Have you noticed squeaking coming from your brakes after my last article? Or do you get used to the sound after awhile and it's no longer irritating? That's how I am with our new chickens. At first when the sound was new, I heard them all of the time and even seemed to hear chickens wherever I went. But now it's "normal." Now then, Ronald the rooster has not started cock-a-doodle-dooing yet … we shall see if that becomes "normal"!
If you are used to the sound of your squeaking or grinding brakes, I implore you to start "hearing" them again. Sometimes squeaking is related to the quality of brake pads or shoes chosen. In that case, unless you are willing to have them upgraded, getting used to them is all you can do. But if you are experiencing the sound for any other reason, it's important to have them addressed for safety reasons.
Where do you go for your auto repairs? Does your auto-home offer a free brake inspection? What does a free inspection consist of? Just looking through the wheels? Or do they take your vehicle for a test drive and remove your tires for a thorough inspection? Doing the latter will cost money. The technician is paid for his/her time and ability to figure out the true reason for your problem. A thorough break evaluation often reveals surprising problems and may save you money in the long run.
Generally, a brake inspection will cost around $20. If the problem is more involved, it might be more expensive as the technician must then dig deeper to be sure the root of the problem is identified correctly so it can be fixed properly.
Because technicians are trained to recognize problems when they are performing other work on your vehicle, you may be alerted that your brakes need attention before you notice problems. It's similar to when you go in for a doctor's appointment for a specific reason and while you are there the doctor happens to notice something out of the ordinary - like a questionable mole. You'd surely want that doctor to bring it to your attention, right? It's the same thing your auto-technician will do. Whether you choose to do something about it is your decision.
Let's talk brakes. Since you have a general idea of the braking system from my last article, let's focus on specific kinds of brakes and braking components. There are two kinds - disc and drum. What kind do you have? Do you know the difference?
When you are riding your bike, have you ever watched the little pads squeeze the tire when you squeeze the brake lever? Well, my friends, that is similar to disc brakes on a vehicle. The brake pads are attached to a caliper that squeezes the pads against the disc, or rotor, when you step on the brake pedal.

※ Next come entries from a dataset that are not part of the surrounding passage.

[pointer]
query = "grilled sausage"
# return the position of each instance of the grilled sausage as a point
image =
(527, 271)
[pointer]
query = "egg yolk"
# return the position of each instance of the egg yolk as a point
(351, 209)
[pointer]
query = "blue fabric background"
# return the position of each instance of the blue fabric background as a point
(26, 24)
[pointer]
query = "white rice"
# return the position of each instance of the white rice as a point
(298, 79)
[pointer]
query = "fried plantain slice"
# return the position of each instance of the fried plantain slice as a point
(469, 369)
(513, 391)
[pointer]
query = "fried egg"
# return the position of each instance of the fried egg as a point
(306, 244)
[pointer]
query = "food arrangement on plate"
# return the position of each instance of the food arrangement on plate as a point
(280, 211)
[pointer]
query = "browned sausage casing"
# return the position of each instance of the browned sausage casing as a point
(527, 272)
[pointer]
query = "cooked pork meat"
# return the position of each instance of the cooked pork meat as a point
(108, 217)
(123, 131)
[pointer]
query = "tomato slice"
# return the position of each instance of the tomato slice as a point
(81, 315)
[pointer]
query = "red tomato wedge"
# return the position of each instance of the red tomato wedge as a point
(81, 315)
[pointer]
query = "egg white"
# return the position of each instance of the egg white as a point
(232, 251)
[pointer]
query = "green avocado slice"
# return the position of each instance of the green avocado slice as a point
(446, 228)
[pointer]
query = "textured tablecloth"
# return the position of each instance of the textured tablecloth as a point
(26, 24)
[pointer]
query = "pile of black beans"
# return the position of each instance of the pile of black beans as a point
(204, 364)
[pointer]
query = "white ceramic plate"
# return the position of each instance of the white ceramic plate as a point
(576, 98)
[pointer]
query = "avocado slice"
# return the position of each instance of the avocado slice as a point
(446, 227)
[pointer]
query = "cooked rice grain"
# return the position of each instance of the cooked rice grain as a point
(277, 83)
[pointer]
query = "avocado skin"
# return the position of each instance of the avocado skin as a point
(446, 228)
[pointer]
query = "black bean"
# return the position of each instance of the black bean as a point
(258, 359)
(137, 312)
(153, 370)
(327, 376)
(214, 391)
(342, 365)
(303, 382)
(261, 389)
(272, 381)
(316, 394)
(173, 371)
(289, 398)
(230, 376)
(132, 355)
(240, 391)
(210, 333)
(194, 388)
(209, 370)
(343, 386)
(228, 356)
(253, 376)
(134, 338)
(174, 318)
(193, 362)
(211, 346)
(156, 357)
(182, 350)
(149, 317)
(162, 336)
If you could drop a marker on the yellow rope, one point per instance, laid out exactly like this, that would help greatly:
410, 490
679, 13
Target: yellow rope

Potential problems with disc brakes
Brake pads wear out over time. Some people ignore signs of this or choose not to fix it. When it is ignored, further damage can occur. Metal brake components will grind on the rotor, damaging it enough that it needs to be resurfaced or replaced. Rotors can also warp or crack. They need to be replaced as well. Brake calipers also wear out over time, developing leaks, or the caliper pistons can seize - either way, they will need replacement. A thorough brake inspection will reveal worn wheel bearings or seals as well.
In vehicles equipped with drum brakes, the brake components are housed inside a drum that rotates with the wheel. When you step on the brake pedal, the wheel cylinder is activated and it pushes the brake shoes against the inside of the drum to slow or stop your car.
Potential problems with drum brakes
Brake shoes can wear away with use from rubbing on the drum as you brake. When it's time to replace shoes, it's a straight forward repair … though not as much fun as buying a new pair of summer wedge sandals! If you ignore brake problems with drum brakes, for whatever reason, metal brake components will grind against the drum - damaging it enough that it has to be resurfaced or replaced as well. The wheel cylinder with various springs within the brake can wear out and cause braking problems, too. Again, replacement is necessary.
Don't ignore brake noises. Don't assume it's just the pads or shoes that need replacement. Understand the importance of an inspection so that a qualified technician can advise you of the real origin of the problem and what steps need to be taken to fix it. Also, brake inspections are part of your preventative maintenance program so be sure to have them done at least every 20,000 miles.
Fancy or cheap?
When it comes to brake components, you have a choice to make - do you opt for quality or cost? Certainly you must make that decision based on your pocketbook, but remember that it may cost more up front and less in the future (with longer shoe or pad wear time) if you choose the higher quality parts initially. If you choose the less expensive route, it may cost less now but you may need to get your brakes replaced more often.
Look at it this way: Have you ever noticed the difference between a quality razor (to shave your face or legs)? If you choose the higher quality, often more expensive kind, you get a better shave (without painful bumps) and the blade lasts longer. If you choose a lesser quality razor, you have to replace it more often and your skin may suffer in the process. This is similar to picking quality parts for brakes. So be sure to talk to your auto-home about what's best for you and your vehicle so you can make an educated decision.
Brakes that work properly are essential to your safety. Don't mess around when there is a problem and be sure to have them inspected regularly with your other preventative maintenance services.